The percentage of packs sold on promotion declined by 2.8 percentage points versus 2020, while the percentage of sales sold on promotion stands at 24.8% which is down slightly on last year 0.2 percentage points. With fewer items on promotion, Irish shoppers are looking out for the best deals in the market. 

Own label goods remain popular, with sales up 13% in the last 12 weeks, compared to brands at 5.7%. For the third consecutive month, own label retains a higher share of the market than brands, hitting a value share of 48.1% compared to branded share at 46.3%. 

Buying own label lines is one of the ways in which Irish consumers have been trying to save money at the tills and we can see the impact of this on their spend. The average increase in the household weekly grocery shop is €9.10 compared to last year, well below the extra €17.80 shoppers would have paid if they bought the same items 12 months ago based on the current rate of inflation. 

Summer celebrations dampened due to unseasonal weather

Hopes of a sunny July were dampened with widespread downpours across Ireland impacting sales of the usual summer favourites. Barbeques were kept under wraps as Irish shoppers spent €493k less on chilled burgers & grills and €1.3m less on chilled prepared salads year-on-year. With no need for a summer cool down, shoppers also spent €2.5m less on ice cream and a combined €2.3m less on fruit squash and mineral water. 

With Irish consumers spending more time indoors, sales of take-home confectionery and take-home savouries rose €4.7m and €2.6m respectively. Unseasonal weather also meant consumers looked for ‘warmers’, spending an additional €2.8m on soup and hot beverages. Cooler temperatures and a wetter than average month may have also put people off from venturing the shops.  Footfall was down for the fifth month in a row with people making 882,000 fewer trips than last month. 

Online sales remained strong over the 12-week period, up 11.2% year-on-year, with shoppers spending an additional €16.6m online, a significant boost when compared with last month’s 6% increase (€9m). More frequent trips online boosted performance by 12.6%. 

Irish retailer performance update

Dunnes, Tesco and Lidl all grew ahead of the total market in terms of value this month. The gap between the top three retailers continues too close with Tesco and Dunnes holding the combined highest share. 

Dunnes holds 22.6% with growth of 12.7% year-on-year. This growth stems from shoppers returning to store more often, up 4.2% year-on-year, along with recruiting new shoppers to store, up 1.3 percentage points. 

Tesco also holds 22.6% of the market with growth of 12.6% year-on-year. Tesco had the strongest frequency growth amongst all retailers again, up 16.9% year-on-year, contributing an additional €98.8m to overall performance.

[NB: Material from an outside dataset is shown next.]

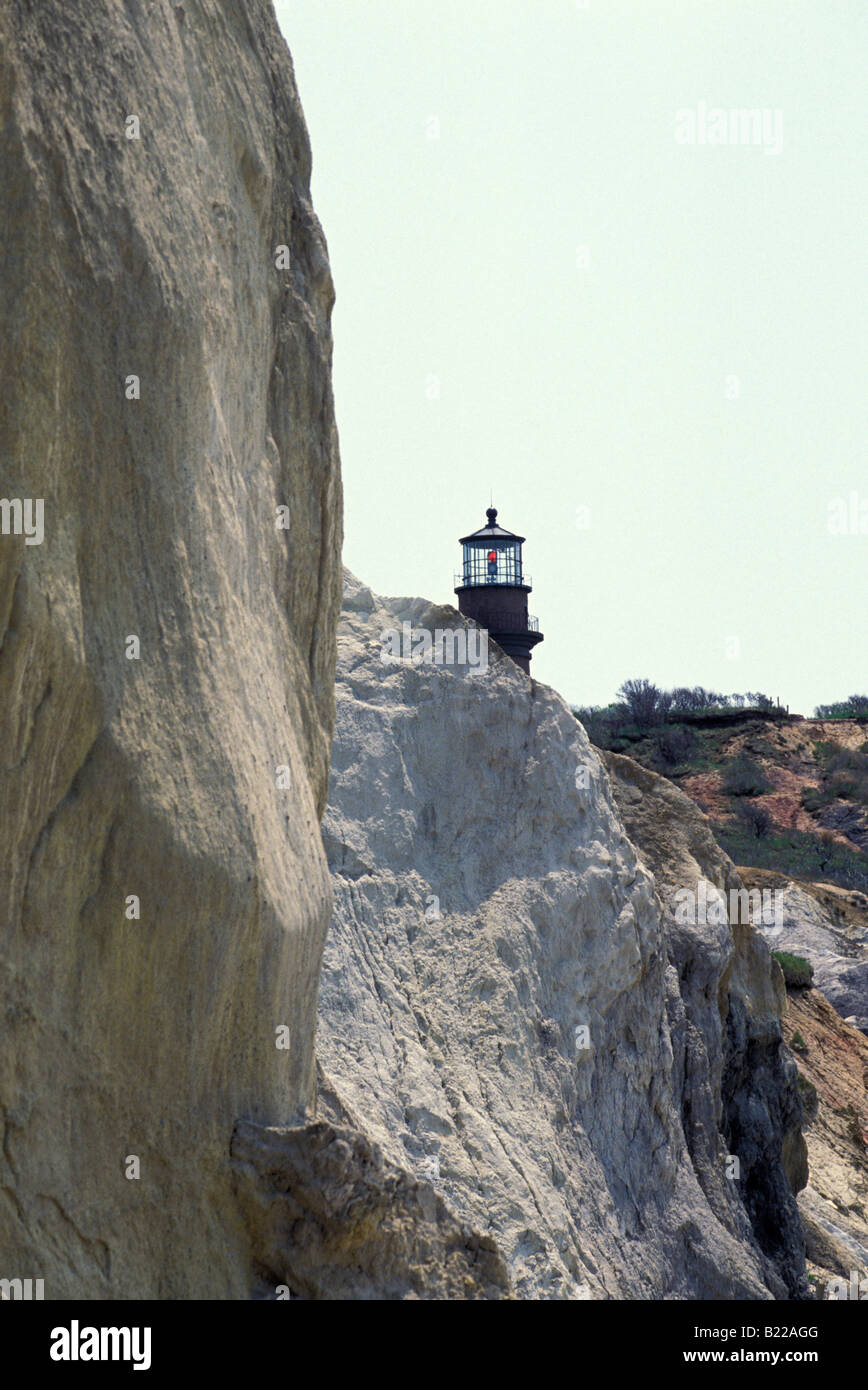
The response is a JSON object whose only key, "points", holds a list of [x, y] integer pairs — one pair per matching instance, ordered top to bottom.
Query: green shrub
{"points": [[797, 972], [807, 1094]]}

SuperValu holds 20.9% of the market with growth of 5.8%. SuperValu shoppers make the most trips in store when compared to all retailers, 22.2 trips on average, which is up 5.8% year-on-year.  

Lidl holds 13.8% share with growth of 12.7% year-on-year. More frequent trips contributed to an additional €40.9m to overall performance. Aldi holds 12.6% with growth of 7.7% year-on-year thanks to a strong boost in new shoppers and more frequent trips, contributing an additional €34.6m to overall performance.